„Hexen haben keine Lobby“
Historiker, ein Heimatkundler und eine Marketingexpertin diskutieren über Traditionen
- Altusried 2022: Männer ziehen eine schreiende Frau, verkleidet als Hexe, in einen Käfig. Am Funkenfeuer wird wenig später eine ähnlich aussehende Puppe auf dem Feuer verbrannt. Medien berichten und bringen so ein schon lange polarisierendes Thema erneut zur Diskussion: Eine Hexe auf dem Funken – muss das sein?

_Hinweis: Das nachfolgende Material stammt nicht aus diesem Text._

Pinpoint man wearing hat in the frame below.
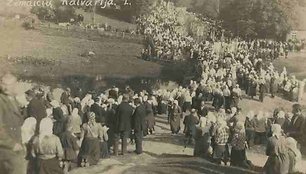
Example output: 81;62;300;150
287;104;306;143
183;109;199;145
27;86;47;132
90;97;105;123
0;74;26;174
132;98;146;154
114;94;134;155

Freudenfeuer, Frühlingsfeuer, Rosenfeuer, Scheibensonntag oder Funkenfeuer – jedes Dorf hat seine eigenen Bräuche und Namen, aber eins ist überall gleich: Am Wochenende nach Aschermittwoch gibt es ein großes Feuer. Die Dorfgemeinschaft versammelt sich, sie isst, trinkt und verabschiedet den Winter. Oft wird eine frauenähnliche Puppe, die sogenannte Funkenhexe, auf dem Feuer verbrannt. Im vergangenen Jahr hat Altusried darauf verzichtet und unter dem Motto „Hier brennen unsere Traditionen“eine riesige Schneef locke angezündet. Auch das erntete Kritik, erzählte eine Zuschauerin beim bewegten Donnerstag im Kempten Museum. Dort diskutierten Experten auf dem Podium das Thema.
Wolfgang Sutter vom Heimatverein Niederstaufen erinnert sich an Funkenfeuer ohne Hexe, als er noch Kind war. Die Bräuche änderten sich über die Jahre, die Feuer wurden größer und irgendwann kamen die Hexen dazu. Es sei eine Tradition, die über Generationen weitergegeben wurde, die sich aber durchaus auch wandeln könne.
Traditionen wie Scheibenwerfen und Funken-küchle essen pflegten Menschen über Generationen hinweg, sagt Simone Zehnpfennig, Pressesprecherin der Allgäu Gmbh. Eine Hexe wolle das Unternehmen nicht verbieten, aber die Diskussionen umgehen. Bilder von Hexenpuppen auf dem Funken sind deshalb nicht mehr Teil von Werbematerialien.
Manfred Tschaiker aus dem benachbarten Vorarlberg (Österreich) sieht den Brauch als Teil der Landesidentität – aber ohne Hexe. Er ist Historiker und forscht über Hexen im Allgäu. Seit 30 Jahren appelliert er an Organisatoren, sich mit der historischen Geschichte der Funkenhexe zu beschäftigen, um dann zu verstehen, dass eine Hexe auf dem Funkenfeuer „weit weg ist, von dem, wie unsere Vorfahren den Funken praktizierten“.
Ein Zuschauer sagt, dass Regeln nicht den Spaß nehmen sollen: „Buben zündeln halt gerne.“– „Mädels übrigens auch“, sagt eine andere Zuschauerin. Aber sie habe erlebt, dass auch Kinder es komisch finden, eine menschenähnliche Figur auf dem Funkenfeuer zu sehen. Die Kernaussage des Funkens sei eine positive, erklärt Tschaiker, nämlich den Übergang in den Frühling zu feiern. Eine Hexe zu verbrennen, sieht er als „Verherrlichung von Vernichtung“. Auf einen Zuschauer, der sich für eine Funkenhexe ausspricht, ist die Oberallgäuer Historikerin Veronika Heilmannseder,
die den Abend moderiert, nicht eingegangen.
Beim bewegten Donnerstag wurde in der Einladung auf das Wort „Hexe“verzichtet. Das Wort zu nutzen, erklärt Heilmannseder, wäre eine Bestätigung an den Glauben, dass es Hexen tatsächlich gab. Was es gab, sagt sie, waren unschuldige Frauen, Männer und Kinder, denen man den Pakt mit dem Teufel vorwarf. Sie seien auf brutale Weise verfolgt, gefoltert und verbrannt worden. „Die Hexen haben keine Lobby“, sagt Manfred Tschaiker. So erkläre er sich, weshalb so unsensibel mit dem Thema umgegangen werde. Als Marketingstrategie kam die Hexe, inspiriert von der Märchenhexe, aufs Funkenfeuer, erklärt Tschaiker. Mehr Menschen sollten sich im 20. Jahrhundert, nachdem der Trend zu den Funken abgeflacht war, für die Feuer begeistern. Dass es um reine Werbezwecke ging, ändere nicht, dass dieser Brauch an „massive Verbrechen“erinnere, sagt Veronika Heilmannseder.